Dunque quando il buddista
dice che la realtà è vuota, egli intende che è priva di confini, non che tutte
le entità scompaiono semplicemente lasciando dietro di loro un puro vuoto del
nulla, una disgregazione monista indifferenziata.
Cap.
4 – Consapevolezza del non-confine
La coscienza dell’unità, in
breve, è la consapevolezza del non confine. Le parole, i simboli e i pensieri
stessi, in realtà, altro non sono che i confini, in quanto ogni qualvolta pensiamo
o usiamo una parola o un nome creiamo già dei confini.
Di tutti i confini
costruiti dall’uomo quello tra sé e non sé è fondamentale.
Il confine primario tra sé
e non sé è di importanza così fondamentale che tutti gli altri confini ne
dipendono.
Se non riusciamo a
cominciare a vedere attraverso il confine primario, non saremo più tanto
lontani dal senso della coscienza dell’unità.
In realtà, infatti, non
dobbiamo addossarci il compito di cercare di distruggere il confine primario e
ciò per una ragione estremamente semplice: il confine primario non esiste.

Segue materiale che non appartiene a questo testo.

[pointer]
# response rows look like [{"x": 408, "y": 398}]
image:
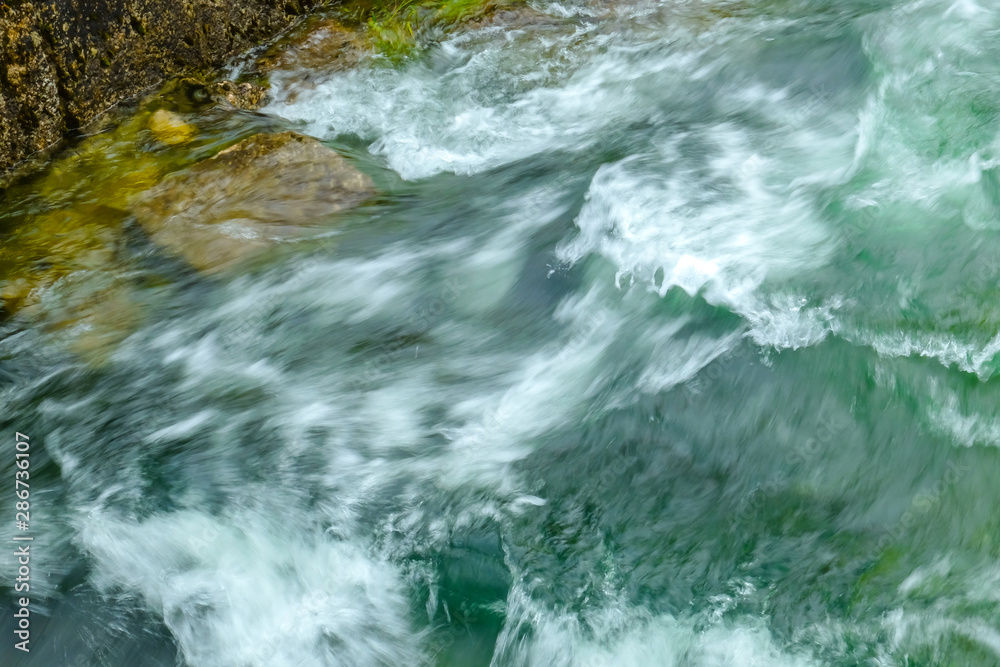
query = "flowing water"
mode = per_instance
[{"x": 669, "y": 340}]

Come tutti i confini è solo
un’illusione.
Sembra che ogni qualvolta
cerchiamo un sé separato dall’esperienza, esso sparisca nell’esperienza.

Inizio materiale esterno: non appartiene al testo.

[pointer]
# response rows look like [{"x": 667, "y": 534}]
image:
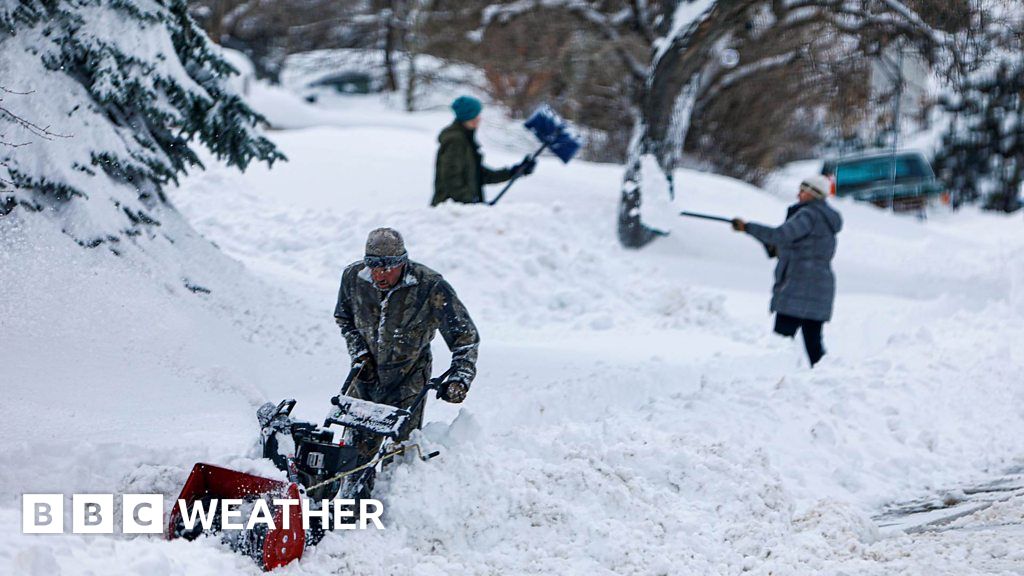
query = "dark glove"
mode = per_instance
[
  {"x": 525, "y": 167},
  {"x": 453, "y": 391}
]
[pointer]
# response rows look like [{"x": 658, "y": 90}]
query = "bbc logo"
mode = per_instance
[{"x": 92, "y": 513}]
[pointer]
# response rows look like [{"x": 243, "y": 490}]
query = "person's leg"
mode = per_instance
[
  {"x": 812, "y": 339},
  {"x": 786, "y": 325}
]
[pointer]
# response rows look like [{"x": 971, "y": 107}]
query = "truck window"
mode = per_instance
[{"x": 879, "y": 169}]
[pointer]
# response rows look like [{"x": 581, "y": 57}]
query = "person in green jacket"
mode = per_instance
[{"x": 459, "y": 172}]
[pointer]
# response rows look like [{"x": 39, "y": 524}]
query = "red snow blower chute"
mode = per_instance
[
  {"x": 318, "y": 468},
  {"x": 270, "y": 548}
]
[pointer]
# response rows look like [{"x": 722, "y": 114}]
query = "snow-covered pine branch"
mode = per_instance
[{"x": 136, "y": 85}]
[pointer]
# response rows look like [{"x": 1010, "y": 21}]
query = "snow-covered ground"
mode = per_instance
[{"x": 633, "y": 414}]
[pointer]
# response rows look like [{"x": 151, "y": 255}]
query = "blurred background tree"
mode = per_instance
[{"x": 800, "y": 79}]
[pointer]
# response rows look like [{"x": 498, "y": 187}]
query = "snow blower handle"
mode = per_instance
[
  {"x": 518, "y": 172},
  {"x": 352, "y": 375}
]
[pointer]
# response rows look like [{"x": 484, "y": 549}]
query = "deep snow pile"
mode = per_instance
[{"x": 632, "y": 414}]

Cercando la persona che prova l’esperienza, troviamo unicamente una persona che
prova un’altra esperienza: il soggetto e l’oggetto risultano sempre una cosa
sola. Poiché si tratta di un’esperienza alquanto impegnativa ci si può sentire
un po’ confusi, pensandoci su. Ma insistiamo ancora. Pensando a questo, ora, si
può trovare un’altra persona che ci stia pensando?
In altre parole, esiste una
persona che pensi al pensiero “Sono confuso”, o esiste unicamente il pensiero
“io sono confuso”? Sicuramente esiste solo il pensiero presente, perché se ci
fosse anche una persona che pensa il pensiero, pensereste dunque a chi pensa
che sta pensando il pensiero? È evidente che ciò che indiscutibilmente
riteniamo colui che pensa non è altro che il flusso dei pensieri presenti.
Tat
tvam asi, dicono gli
induisti. “Tu sei Quello. Il tuo reale sé è identico all’Energia ultima di cui
tutte le cose nell’universo sono una manifestazione”.
Cap.
5 – Il momento del non-confine
Il Maestro Zen Seppo dice: “Se
volete sapere che cosa significa l’eternità, essa non va oltre questo momento,
non l’avrete mai, per quante volte siate rinati in centinaia di migliaia di
anni”.
I nostri sensi di colpa
sono inseparabilmente connessi al passato, e trascinano con loro i tormenti
della depressione, dell’amarezza e dei rimorsi.
Il tempo quale confine
sovrapposto all’eternità, non è un problema di cui sbarazzarsi, ma un’illusione
che, in primo luogo, non esiste.
Molti, dopo aver capito
teoricamente che l’eternità non è un tempo perenno ma il presente senza tempo,
cercano di entrare in contatto con
questo momento senza tempo concentrando la loro attenzione sul momento presente
o su qualsiasi cosa di cui stanno attualmente avendo esperienza. Essi cercano
di prestare “semplice attenzione” al presente immediato.
Pur sembrando un
atteggiamento ragionevole, tuttavia esso non è pertinente. Cercare di vivere
nel presente senza tempo richiede tempo.
In breve, non si può usare
il tempo per uscire fuori dal tempo. Così facendo non facciamo altro che
rinforzare quanto vorremmo sradicare.
Quindi, prima di cercare di
sbarazzarci del tempo, vediamo prima se riusciamo a trovarlo. Se dopo averlo
cercato non lo troviamo, avremo già colto l’assenza di tempo.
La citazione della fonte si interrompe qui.